Is this fair use?
Let’s determine if this is fair use.
In order to guide judges in making determinations of fair use, the drafters of the Copyright Act included four factors:
- The purpose and character of the use, including whether it is for commercial use or for nonprofit educational purposes.
In evaluating the purpose and character of the use, courts favor non-profit educational uses over commercial ones. However, there are instances in which commercial uses would qualify as fair use and other instances where educational uses would not meet the criteria.
Courts also favor productive uses that yield a "transformational" result. Thus, extensive quoting from a work to produce a critical analysis of that work is favored over "slavish copying" that merely reproduces a copyrighted work. - The nature of the copyrighted work.
This factor focuses on the work itself. The legislative history states that there is a definite difference between reproducing a short news note and reproducing a full musical score because of the nature of the work. Moreover, some works, such as standardized tests and workbooks, will never qualify for fair use because by their nature they are meant to be consumed. Uses of factual works such as scientific articles are more likely to fall within fair use.
- The amount and substantiality of the portion used in relation to the copyright-protected work as a whole.
This factor considers how much of the copyrighted work was used in comparison to the original work as a whole. Generally, the larger the amount used, the less likely a court will find the use to be a fair use. Amount and substantiality is also a qualitative test; that is, even though one takes only a small portion of a work, it still may be too much if what is taken is the "heart of the work."
- The effect of the use on the potential market for or value of the copyright-protected work.
Courts use this factor to determine whether the use of a work is likely to result in an economic loss that the copyright holder is otherwise entitled to receive.

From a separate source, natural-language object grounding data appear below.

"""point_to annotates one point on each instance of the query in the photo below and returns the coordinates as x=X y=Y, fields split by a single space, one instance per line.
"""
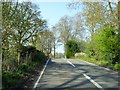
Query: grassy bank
x=103 y=63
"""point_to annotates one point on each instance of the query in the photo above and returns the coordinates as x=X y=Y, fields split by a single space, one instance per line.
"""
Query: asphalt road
x=77 y=74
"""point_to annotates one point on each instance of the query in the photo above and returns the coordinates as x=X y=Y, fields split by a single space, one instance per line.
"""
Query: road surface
x=77 y=74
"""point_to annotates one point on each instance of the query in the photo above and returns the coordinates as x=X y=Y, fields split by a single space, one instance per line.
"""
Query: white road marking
x=97 y=65
x=96 y=84
x=71 y=63
x=35 y=85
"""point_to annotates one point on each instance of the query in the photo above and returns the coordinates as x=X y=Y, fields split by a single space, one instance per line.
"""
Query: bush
x=9 y=79
x=117 y=66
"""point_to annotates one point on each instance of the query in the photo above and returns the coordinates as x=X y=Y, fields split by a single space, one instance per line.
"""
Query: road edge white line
x=35 y=85
x=92 y=81
x=97 y=65
x=71 y=63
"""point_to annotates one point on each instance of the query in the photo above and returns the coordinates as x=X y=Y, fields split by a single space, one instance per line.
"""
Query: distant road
x=77 y=74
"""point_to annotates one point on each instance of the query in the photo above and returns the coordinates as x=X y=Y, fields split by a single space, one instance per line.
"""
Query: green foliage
x=73 y=47
x=103 y=44
x=9 y=79
x=117 y=66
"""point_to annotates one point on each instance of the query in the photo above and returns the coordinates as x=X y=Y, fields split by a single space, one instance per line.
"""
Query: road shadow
x=75 y=73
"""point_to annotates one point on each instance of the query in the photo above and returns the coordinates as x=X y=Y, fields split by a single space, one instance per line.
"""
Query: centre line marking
x=96 y=84
x=71 y=63
x=35 y=85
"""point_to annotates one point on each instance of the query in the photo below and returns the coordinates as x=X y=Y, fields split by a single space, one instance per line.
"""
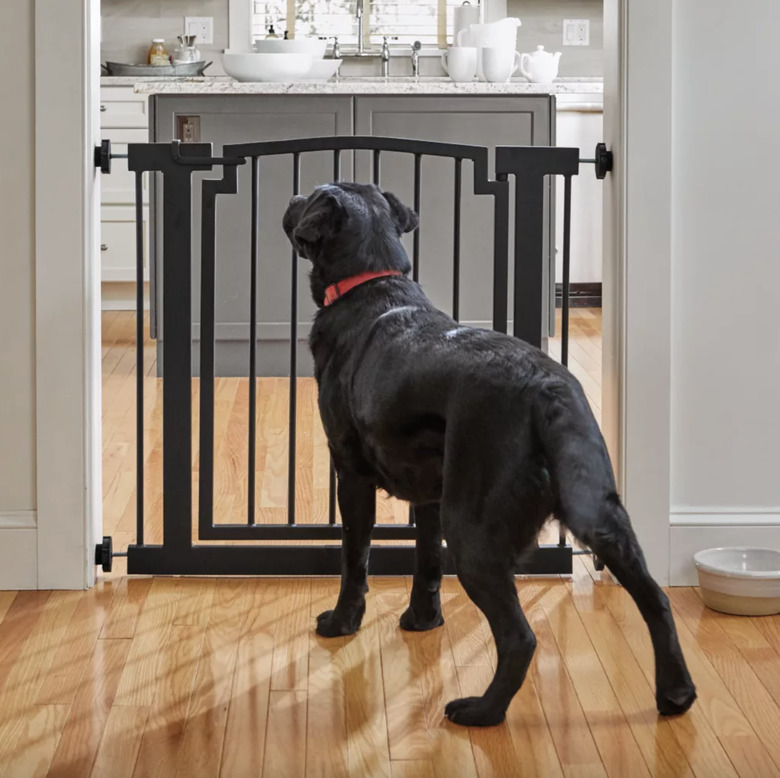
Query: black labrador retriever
x=484 y=434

It looks at whether the nature of the use competes with or diminishes the potential market for the use that the owner is already exploiting or can reasonably be expected soon to exploit. Even if the immediate loss is not substantial, courts have found that, should the loss become great if the practice were to become widespread, then this factor favors the copyright holder.
Point 1: The reason for posting the track plan is to critique it, so that's educational use, so that's okay. But commercial versus non-commercial is borderline. However, you have simply lifted the track plan straight from the publication, so that's a "slavish copy," which is frowned upon. MRH is a for profit business and we sell eyeballs to advertisers. If you take a competitors content and post it on MRH, you’re lifting another publishers work thats not free and posting it for free and allowing us to profit. That’s very iffy.

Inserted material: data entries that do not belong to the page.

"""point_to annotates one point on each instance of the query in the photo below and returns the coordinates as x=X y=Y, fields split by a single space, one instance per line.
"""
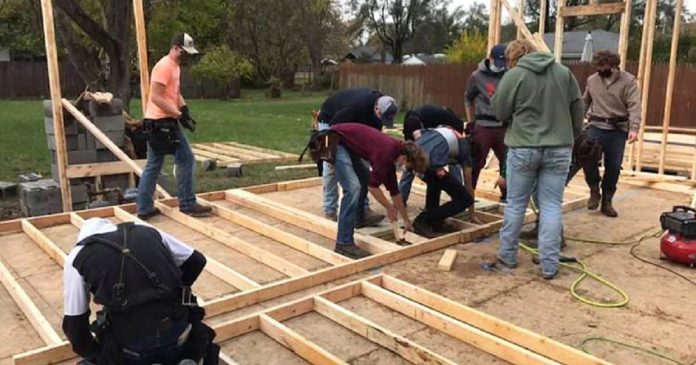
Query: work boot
x=352 y=251
x=198 y=211
x=595 y=198
x=607 y=207
x=371 y=218
x=421 y=227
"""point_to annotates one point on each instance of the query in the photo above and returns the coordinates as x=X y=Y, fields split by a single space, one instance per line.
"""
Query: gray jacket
x=482 y=85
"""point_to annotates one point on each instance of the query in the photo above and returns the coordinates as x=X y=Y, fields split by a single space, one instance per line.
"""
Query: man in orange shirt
x=165 y=109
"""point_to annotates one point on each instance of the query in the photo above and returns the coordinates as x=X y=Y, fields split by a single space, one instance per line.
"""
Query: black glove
x=186 y=120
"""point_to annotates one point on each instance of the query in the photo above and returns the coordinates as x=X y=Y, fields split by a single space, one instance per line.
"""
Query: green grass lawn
x=280 y=124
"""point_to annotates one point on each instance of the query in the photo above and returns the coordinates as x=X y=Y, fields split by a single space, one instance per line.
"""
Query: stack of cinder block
x=83 y=148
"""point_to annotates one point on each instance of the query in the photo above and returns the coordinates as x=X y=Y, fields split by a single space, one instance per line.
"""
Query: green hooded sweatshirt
x=542 y=101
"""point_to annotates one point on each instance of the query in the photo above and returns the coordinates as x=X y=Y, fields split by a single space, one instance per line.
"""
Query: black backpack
x=321 y=146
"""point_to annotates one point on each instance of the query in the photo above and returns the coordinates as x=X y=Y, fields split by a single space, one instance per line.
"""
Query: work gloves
x=186 y=120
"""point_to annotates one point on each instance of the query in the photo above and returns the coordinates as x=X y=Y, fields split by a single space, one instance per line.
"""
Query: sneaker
x=149 y=215
x=331 y=216
x=370 y=219
x=198 y=211
x=352 y=251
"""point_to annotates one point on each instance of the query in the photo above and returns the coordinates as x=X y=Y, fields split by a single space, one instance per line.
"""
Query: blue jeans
x=408 y=176
x=353 y=175
x=185 y=163
x=330 y=184
x=547 y=169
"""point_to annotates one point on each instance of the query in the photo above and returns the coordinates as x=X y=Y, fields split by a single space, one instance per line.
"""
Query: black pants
x=460 y=198
x=613 y=143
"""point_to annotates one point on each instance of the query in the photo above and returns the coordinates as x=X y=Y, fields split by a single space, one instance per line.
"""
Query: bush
x=223 y=66
x=469 y=48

Our assessment: Borderline given that MRH profits from what is simply lifted content we did not produce.
Point 2: This is a factual work, so fair use could apply. However, track plans are commodities highly valued in the model railroading community and people even pay money to have a good one drawn for them. So a track plan could be argued to be more like a test and highly consumable, which the court says is not fair use.

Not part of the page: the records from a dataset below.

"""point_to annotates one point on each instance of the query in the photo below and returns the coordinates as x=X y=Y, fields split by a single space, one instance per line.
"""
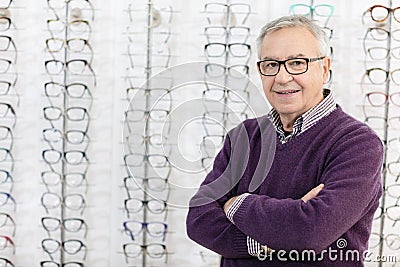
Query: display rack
x=68 y=92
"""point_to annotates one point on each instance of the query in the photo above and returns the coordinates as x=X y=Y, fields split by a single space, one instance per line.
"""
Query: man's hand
x=312 y=193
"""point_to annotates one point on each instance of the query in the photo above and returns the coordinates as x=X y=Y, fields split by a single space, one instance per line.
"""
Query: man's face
x=292 y=95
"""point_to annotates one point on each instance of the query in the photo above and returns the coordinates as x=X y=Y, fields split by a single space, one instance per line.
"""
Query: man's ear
x=326 y=68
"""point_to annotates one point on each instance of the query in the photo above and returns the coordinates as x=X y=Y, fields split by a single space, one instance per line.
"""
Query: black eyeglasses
x=238 y=12
x=6 y=223
x=5 y=23
x=135 y=205
x=72 y=225
x=71 y=247
x=154 y=229
x=56 y=264
x=71 y=179
x=5 y=199
x=294 y=66
x=153 y=250
x=235 y=49
x=74 y=202
x=236 y=71
x=381 y=13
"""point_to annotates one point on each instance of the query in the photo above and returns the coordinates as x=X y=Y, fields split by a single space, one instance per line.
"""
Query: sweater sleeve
x=352 y=188
x=206 y=222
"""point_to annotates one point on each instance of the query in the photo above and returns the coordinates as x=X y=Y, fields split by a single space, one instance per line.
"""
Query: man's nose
x=283 y=76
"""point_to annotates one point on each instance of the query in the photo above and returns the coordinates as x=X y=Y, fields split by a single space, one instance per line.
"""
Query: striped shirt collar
x=305 y=121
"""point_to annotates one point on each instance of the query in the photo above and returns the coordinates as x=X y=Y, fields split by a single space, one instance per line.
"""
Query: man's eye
x=296 y=62
x=271 y=64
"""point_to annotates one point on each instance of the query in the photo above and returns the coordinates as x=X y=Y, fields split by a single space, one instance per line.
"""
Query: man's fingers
x=312 y=193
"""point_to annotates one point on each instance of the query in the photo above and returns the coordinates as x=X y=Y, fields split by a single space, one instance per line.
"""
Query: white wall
x=104 y=213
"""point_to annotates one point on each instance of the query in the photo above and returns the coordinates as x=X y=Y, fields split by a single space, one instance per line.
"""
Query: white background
x=104 y=213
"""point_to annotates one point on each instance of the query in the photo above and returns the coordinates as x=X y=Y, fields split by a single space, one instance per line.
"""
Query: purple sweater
x=339 y=151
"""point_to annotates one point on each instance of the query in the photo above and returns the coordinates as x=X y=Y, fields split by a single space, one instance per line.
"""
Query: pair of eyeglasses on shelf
x=73 y=202
x=72 y=157
x=7 y=223
x=227 y=14
x=86 y=55
x=214 y=141
x=139 y=159
x=6 y=155
x=393 y=214
x=379 y=99
x=134 y=184
x=381 y=34
x=6 y=181
x=222 y=34
x=71 y=179
x=7 y=201
x=74 y=66
x=6 y=87
x=391 y=240
x=161 y=172
x=73 y=137
x=7 y=45
x=225 y=95
x=6 y=137
x=380 y=53
x=380 y=76
x=71 y=225
x=154 y=229
x=156 y=115
x=223 y=116
x=236 y=71
x=71 y=247
x=77 y=45
x=153 y=250
x=64 y=264
x=6 y=243
x=380 y=13
x=72 y=90
x=76 y=28
x=71 y=140
x=234 y=49
x=53 y=113
x=156 y=140
x=136 y=205
x=7 y=66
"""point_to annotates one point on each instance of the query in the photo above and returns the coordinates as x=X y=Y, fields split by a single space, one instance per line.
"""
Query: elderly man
x=316 y=204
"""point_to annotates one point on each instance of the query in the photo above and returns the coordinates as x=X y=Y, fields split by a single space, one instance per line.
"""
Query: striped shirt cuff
x=253 y=247
x=235 y=206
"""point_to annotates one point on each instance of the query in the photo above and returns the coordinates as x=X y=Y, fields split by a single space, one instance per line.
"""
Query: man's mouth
x=287 y=92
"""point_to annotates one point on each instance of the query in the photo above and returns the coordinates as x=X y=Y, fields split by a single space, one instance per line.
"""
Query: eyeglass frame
x=283 y=62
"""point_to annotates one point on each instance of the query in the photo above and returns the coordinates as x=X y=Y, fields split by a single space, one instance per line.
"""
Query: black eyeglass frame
x=283 y=62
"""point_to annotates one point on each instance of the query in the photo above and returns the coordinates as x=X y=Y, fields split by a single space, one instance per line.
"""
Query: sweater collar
x=306 y=120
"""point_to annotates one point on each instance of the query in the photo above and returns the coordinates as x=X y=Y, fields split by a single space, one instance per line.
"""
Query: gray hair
x=295 y=21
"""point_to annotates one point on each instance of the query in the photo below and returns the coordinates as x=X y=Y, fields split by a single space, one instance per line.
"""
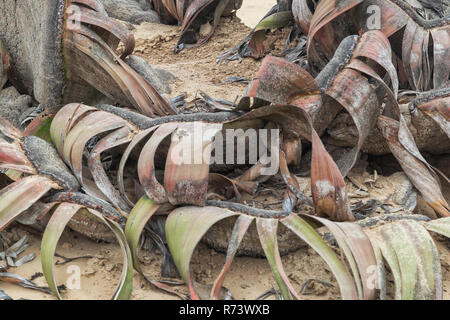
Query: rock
x=131 y=11
x=29 y=29
x=13 y=105
x=158 y=78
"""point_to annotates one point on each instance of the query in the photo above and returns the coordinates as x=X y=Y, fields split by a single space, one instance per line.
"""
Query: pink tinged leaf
x=354 y=92
x=188 y=161
x=93 y=4
x=267 y=231
x=64 y=120
x=391 y=18
x=184 y=229
x=111 y=26
x=419 y=174
x=304 y=230
x=114 y=139
x=240 y=229
x=413 y=259
x=441 y=58
x=328 y=186
x=123 y=161
x=439 y=111
x=21 y=195
x=326 y=11
x=146 y=163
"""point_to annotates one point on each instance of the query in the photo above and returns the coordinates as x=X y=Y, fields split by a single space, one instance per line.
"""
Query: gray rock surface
x=31 y=32
x=131 y=11
x=158 y=78
x=13 y=105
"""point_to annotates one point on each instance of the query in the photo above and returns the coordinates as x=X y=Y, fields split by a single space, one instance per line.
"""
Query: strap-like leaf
x=184 y=229
x=302 y=229
x=267 y=230
x=55 y=227
x=413 y=259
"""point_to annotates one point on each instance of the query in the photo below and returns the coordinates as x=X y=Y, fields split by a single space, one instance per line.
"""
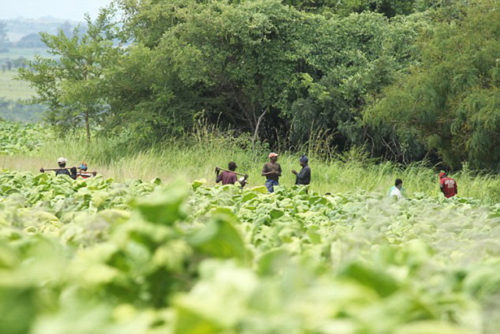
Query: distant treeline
x=20 y=112
x=405 y=80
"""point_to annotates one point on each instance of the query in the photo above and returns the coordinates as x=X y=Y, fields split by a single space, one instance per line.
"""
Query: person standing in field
x=272 y=172
x=447 y=185
x=395 y=191
x=227 y=177
x=304 y=176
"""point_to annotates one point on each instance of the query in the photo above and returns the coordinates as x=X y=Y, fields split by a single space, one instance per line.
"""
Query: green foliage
x=352 y=263
x=4 y=41
x=288 y=73
x=451 y=100
x=70 y=85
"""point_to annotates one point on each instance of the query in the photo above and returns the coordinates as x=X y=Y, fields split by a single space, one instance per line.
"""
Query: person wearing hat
x=304 y=176
x=447 y=185
x=272 y=172
x=227 y=176
x=396 y=191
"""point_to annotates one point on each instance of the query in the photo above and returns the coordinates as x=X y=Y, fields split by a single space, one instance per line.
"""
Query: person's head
x=232 y=166
x=303 y=160
x=273 y=157
x=61 y=162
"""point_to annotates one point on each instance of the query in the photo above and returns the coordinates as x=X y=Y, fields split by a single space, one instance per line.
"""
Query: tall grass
x=195 y=157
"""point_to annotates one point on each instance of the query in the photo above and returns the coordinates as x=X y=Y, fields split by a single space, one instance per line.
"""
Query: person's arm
x=307 y=176
x=73 y=173
x=265 y=171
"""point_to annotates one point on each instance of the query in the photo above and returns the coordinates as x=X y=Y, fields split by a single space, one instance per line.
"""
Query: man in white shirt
x=395 y=191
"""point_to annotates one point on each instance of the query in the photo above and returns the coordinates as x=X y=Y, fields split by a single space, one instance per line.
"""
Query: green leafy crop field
x=12 y=89
x=106 y=257
x=130 y=256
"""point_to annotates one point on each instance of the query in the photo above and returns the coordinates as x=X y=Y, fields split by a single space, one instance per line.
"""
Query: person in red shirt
x=447 y=185
x=227 y=176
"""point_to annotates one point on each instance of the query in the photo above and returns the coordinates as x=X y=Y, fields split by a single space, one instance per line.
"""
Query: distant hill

Our assessment: Again borderline, lifting a highly valued model railroading consumable that people pay money for to get a good track plan makes this possibly not fair use.
Point 3: A track plan is likely the core of the article in which it appeared, thus the "heart of the article."
Our assessment: Almost certainly not fair use since you've lifted the core of the article and posted it for free.
Point 4: While Kalmbach isn't losing a lot of money in this one instance, if posting the track plan from track planning articles (the core of said articles) on the internet for free becomes widespread, this could cost Kalmbach significantly in revenue since modelers get a highly prized hobby commodity for free.
Our assessment: Almost certainly fails the "if this practice becomes widespread" test. Not fair use.
Our final assessment: If in doubt, get permission. In this case, two of the four points are iffy and two of the four points are almost certainly NOT fair use. In short, posting the core of a copyrighted track plan article on our for-profit forum where we sell eyeballs to advertisers fails the fair use test.
Get Kalmbach's permission and we will allow posting their copyrighted track plan.
Sorry for the rabbit hole on this thread, but the last thing we want is to make a fellow publisher mad and consider us borderline unethical.